Some aspects of this collection share a very specific insight into the lives of others, for example the young people suffering from eating disorders in ‘Children’s Hospital’. How much research did you do to gain this insight, and was it hard to write?
What a good question. It’s said you should only write about what you know, but then the question simply becomes: what is knowing? There are so many different ways of knowing. Some of this collection’s stories, such as ‘Children’s Hospital’, are based on direct life experience, which is one way of knowing. One of my children as a toddler suffered from a type of blood poisoning, and was in hospital for about ten days. Presumably because of bed shortages, she was placed in a ward of young teenagers with eating disorders. I was with my child almost the entire time she was in hospital, so there was no research for this particular story, only observation. The raw experience then went through the process of fictionalisation – the parent in ‘Children’s Hospital’ is a female character, for example.

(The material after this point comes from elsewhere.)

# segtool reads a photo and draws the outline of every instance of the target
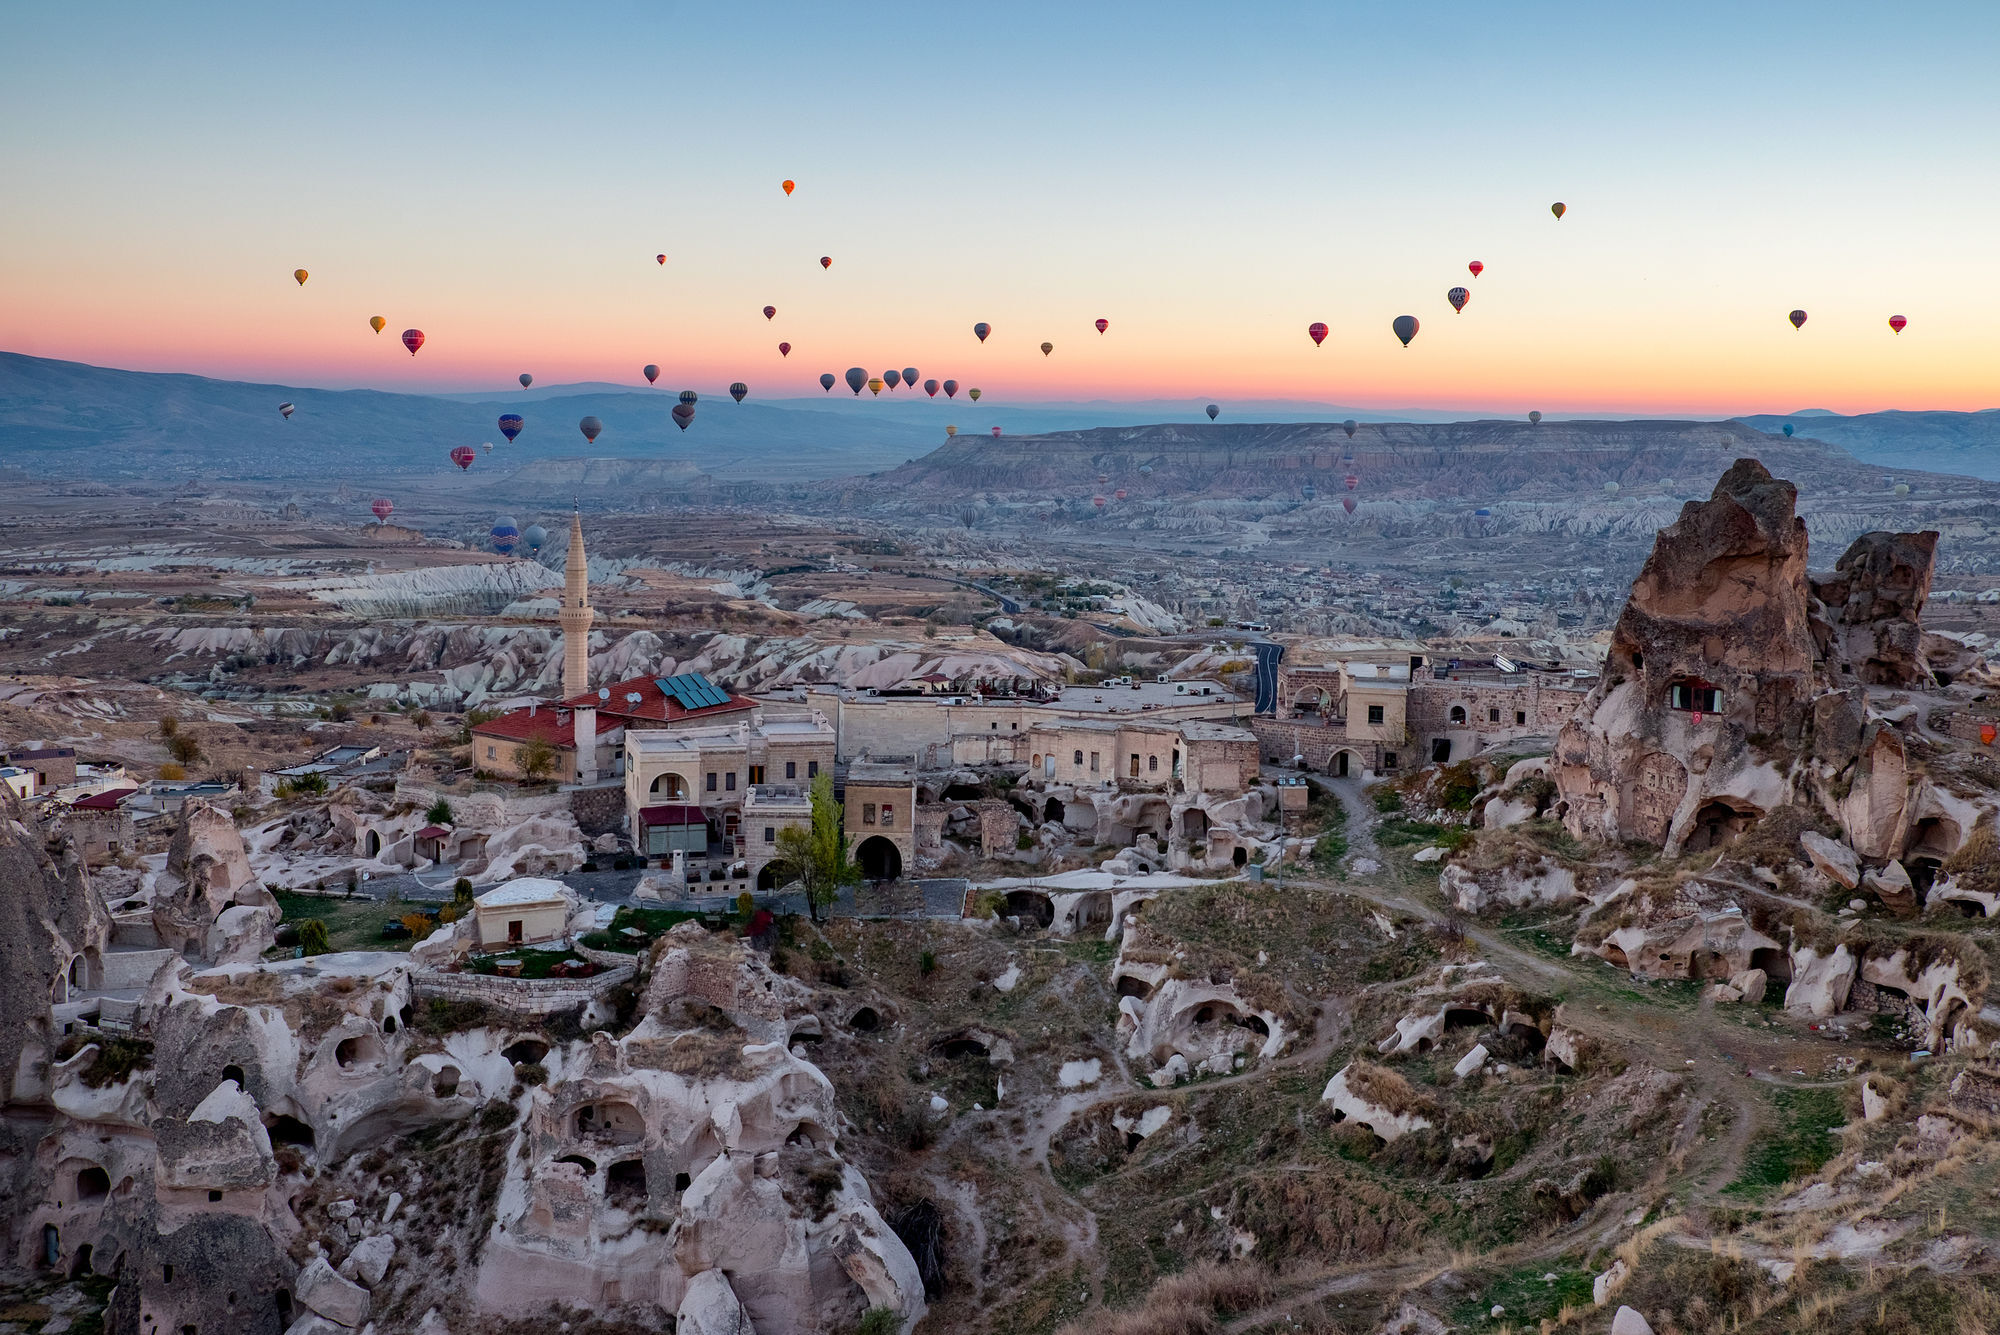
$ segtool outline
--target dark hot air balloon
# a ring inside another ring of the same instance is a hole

It was a very hard story to write, as it’s about great suffering, and I believe writing, like reading, is an act of empathy.
WILLIAM LANE lives in the Hunter Valley, NSW where he is raising three children. After completing an Honours degree in Australian literature, he travelled and worked in a number of different jobs. In addition to reading and writing, his interests include music and education. He has completed a doctorate on the Australian writer Christina Stead.